Despite recent progress, a major limitation of current mGluR5 modulators lies in their lack of cell-type specificity. Most pharmacological agents indiscriminately target both astrocytic and neuronal mGluR5, complicating the attribution of observed effects to glial mechanisms and potentially inducing unintended neuronal consequences. To address this, future research should prioritize the development of astrocyte-selective targeting strategies such as viral vectors, nanoparticle-based systems, or astrocyte-specific promoters. These approaches will be essential for precisely targeting astrocytic mGluR5 and translating glia-centered findings into clinical practice.
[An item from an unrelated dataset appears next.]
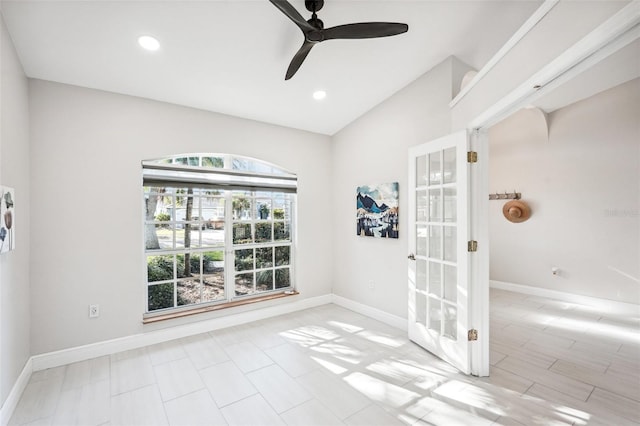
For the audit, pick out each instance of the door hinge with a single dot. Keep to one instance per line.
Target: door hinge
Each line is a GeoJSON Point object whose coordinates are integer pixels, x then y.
{"type": "Point", "coordinates": [472, 334]}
Emerging genetic techniques, such as gene therapies and RNA-based interventions, offer promising approaches for the selective modulation of astrocytic mGluR5. By employing viral vectors or RNA interference, researchers could precisely regulate mGluR5 expression in specific brain regions, providing a precision medicine approach to disorders like autism spectrum disorder and fragile X syndrome, where mGluR5-mediated plasticity is disrupted [43, 44]. These genetic interventions hold the potential for personalized treatments finely tuned to individual disease profiles.

Importantly, while mGluR5 inhibition is beneficial in certain contexts, activation of this receptor could be advantageous in disorders characterized by synaptic failure and cognitive decline. Therefore, future therapies must be adaptable and capable of either enhancing or inhibiting mGluR5 signaling depending on the disease stage, context, and underlying pathology. Achieving optimal balance between neuroprotection and maintaining physiological astrocytic function will be essential for the successful development of mGluR5-targeted treatments.